Клубок Сварогов - страница 4

Шрифт
Интервал


«Выгадал времечко, змей подколодный! – злился Святослав. – Не иначе, в Киеве у Всеслава свои людишки имеются. Ну ничего, вот разделаюсь с чехами, доберусь и до тебя, кудесник Всеслав. Ужо припомню я тебе и сожжённый тобой Новгород, и твой тайный сговор с Изяславом!»

* * *

Во Владимире-Волынском русскую рать поджидал польский посол, проявляя нетерпение, поскольку польское войско уже в полной готовности стояло под Сандомиром.

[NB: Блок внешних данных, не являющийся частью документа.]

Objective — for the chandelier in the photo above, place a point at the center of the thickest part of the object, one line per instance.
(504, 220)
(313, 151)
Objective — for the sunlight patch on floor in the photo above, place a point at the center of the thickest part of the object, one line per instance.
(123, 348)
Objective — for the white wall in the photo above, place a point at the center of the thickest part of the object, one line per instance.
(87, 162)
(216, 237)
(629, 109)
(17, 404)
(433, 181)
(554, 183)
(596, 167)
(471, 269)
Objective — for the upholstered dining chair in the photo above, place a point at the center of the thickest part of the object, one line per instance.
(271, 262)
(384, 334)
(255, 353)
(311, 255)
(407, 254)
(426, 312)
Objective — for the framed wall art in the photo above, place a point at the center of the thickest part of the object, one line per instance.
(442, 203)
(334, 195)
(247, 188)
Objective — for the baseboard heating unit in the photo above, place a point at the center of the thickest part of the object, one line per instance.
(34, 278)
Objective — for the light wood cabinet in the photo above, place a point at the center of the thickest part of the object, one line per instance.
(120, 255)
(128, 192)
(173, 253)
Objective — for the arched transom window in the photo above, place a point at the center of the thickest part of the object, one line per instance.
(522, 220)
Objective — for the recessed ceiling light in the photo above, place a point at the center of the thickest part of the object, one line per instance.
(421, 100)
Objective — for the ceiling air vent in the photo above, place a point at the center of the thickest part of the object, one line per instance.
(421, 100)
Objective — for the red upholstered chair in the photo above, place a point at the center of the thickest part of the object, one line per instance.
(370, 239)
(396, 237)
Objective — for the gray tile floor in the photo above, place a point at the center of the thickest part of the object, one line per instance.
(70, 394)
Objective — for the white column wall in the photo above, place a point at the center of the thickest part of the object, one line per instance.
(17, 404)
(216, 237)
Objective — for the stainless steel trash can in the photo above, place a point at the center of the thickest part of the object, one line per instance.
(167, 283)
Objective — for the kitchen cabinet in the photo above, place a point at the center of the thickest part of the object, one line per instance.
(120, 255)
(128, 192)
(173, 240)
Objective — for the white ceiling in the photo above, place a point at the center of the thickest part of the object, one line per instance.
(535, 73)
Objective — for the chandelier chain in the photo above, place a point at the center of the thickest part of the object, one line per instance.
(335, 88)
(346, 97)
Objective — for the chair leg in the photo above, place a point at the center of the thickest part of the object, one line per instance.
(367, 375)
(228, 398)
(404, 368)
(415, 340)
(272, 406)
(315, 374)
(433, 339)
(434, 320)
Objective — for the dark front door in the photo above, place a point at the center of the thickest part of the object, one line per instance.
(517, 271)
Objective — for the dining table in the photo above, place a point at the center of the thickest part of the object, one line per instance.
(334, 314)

Князь Болеслав в свойственной ему манере уже успел объявить чешскому князю «войну до последней головы» и теперь рвался в битву, снедаемый ратным духом.

На военном совете в тереме владимирского князя польский посол Дыглош изложил своим русским союзникам, где именно Болеслав намерен вторгнуться в пределы Богемии. При этом посол показывал на карте, нарисованной на широком листе пергамента, через какие города и веси предстоит пройти союзным ратям, какие реки и горные перевалы придётся преодолеть.

Вопросы послу задавал Перенег, поскольку именно его Святослав поставил во главе всего русского войска. Молодые князья Олег и Владимир должны были во всём повиноваться тысяцкому. Особенно это уязвляло воинственного Владимира, который за полтора года до этого заключил мирный договор с поляками в приграничном городке Сутейске. Тогда Святослав Ярославич, видя ратные успехи племянника, доверил ему главенство на тех переговорах, надеясь на его неуступчивость. Вдобавок Святослав хотел посильнее уязвить поляков, которые не смогли одолеть в битве совсем юного владимирского князя и в результате были вынуждены принять его условия мира.

Дыглош, присутствовавший на переговорах в Сутейске, ныне не скрывал своего уважения к Владимиру Всеволодовичу, хотя тот был самым молодым из предводителей русского войска. Сыну Всеволода лишь недавно исполнилось двадцать три года.

Двадцативосьмилетний Олег внешне напоминал былинного витязя благодаря широким плечам и гордой посадке головы. К тому же его очень красили усы и небольшая светло-русая бородка. Тяжёлый, пристальный взгляд Олега слегка настораживал польского посла: ему казалось, что тот питает внутреннюю неприязнь к польскому князю или вообще не доверяет всем полякам.

«Воистину, сын уродился в отца!» – невольно подумал Дыглош.

Дыглош неплохо знал Святослава Ярославича, который, при всей своей начитанности и обходительности в речах, тем не менее в душе питал глубокое недоверие ко всякому мирянину или лицу духовному, словно исподволь ожидал подвоха или подлости от любого человека. Взгляд у Святослава Ярославича был столь же пронизывающий. То был взгляд скептика, давно разуверившегося в людских добродетелях.